Jim Conti found a hobby in making wine five years ago. While his friends loved his wine, he wanted to do something with sediment left at the bottom of his bottles.
“I didn’t want to throw it away,” he recalls. “I thought about what I could do with it. I tried it, and it was pretty good.”
Then one day it came to Conti: Why not make jams out of the sweet sediment left over from the wine her created? After many recipe trials and taste tests,
Cleveland Jam was born. Since 2013 Conti and his two partners, Dennis Kramer and Dennis Schultz, have been producing jams and jellies made from local wines and beers.

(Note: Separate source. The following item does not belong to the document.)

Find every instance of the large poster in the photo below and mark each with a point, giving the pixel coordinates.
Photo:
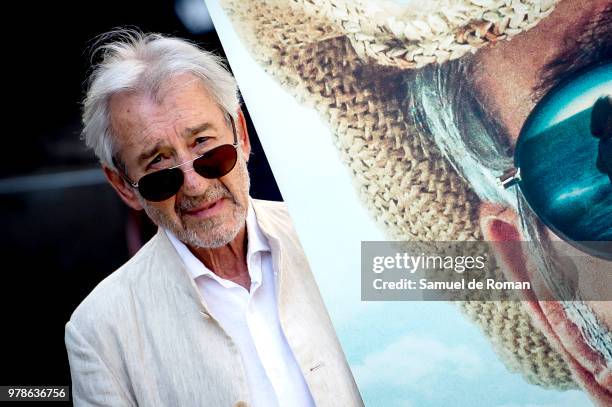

Conti begins the jam making process by boiling down the wine to remove the alcohol, then processing it into jams and jellies. After perfecting the wine jellies, he thought “why not beer?” So Conti went to work on making beer jams as well.
Cleveland Jam now has five beer jams and three different wine jellies – all made with local brewers, vineyards and locally-grown produce. The company’s signature wine jelly flavors are Dynamite White Zinfandel, Rock and Roll Merlot and Press Play Cabernet.
The company has its own half-acre vineyard in the Clark-Fulton district off W. 25
th Street on Sackett Avenue. The eight varieties should start producing fruit in the next two years. The site is actually an old brewery from the prohibition age and Conti hopes to open a storefront there. His ultimate dream is to open urban vineyards all over the city.
In addition to his original Beer Jam, Conti began working with
Great Lakes Brewing Company last year to create
Burning River Pepper jam. In July the two companies released Eliot Ness Fig-Apple jam. “They put it on prosciutto sandwiches,” Conti says. Cleveland Jam also makes two beer jellies with a brewing company in Catawba – blueberry IPA and mango habanero.
The jams are used on menu items at Great Lakes and are available in Great Lakes gift shops. Their popularity is keeping Conti busy these days. This summer Cleveland Jam was chosen as one of three companies in the
Old Brooklyn Community Development’s business pitch competition to receive a grant to open a storefront in the Old Brooklyn. Conti says he hopes to open in the city in the next few months.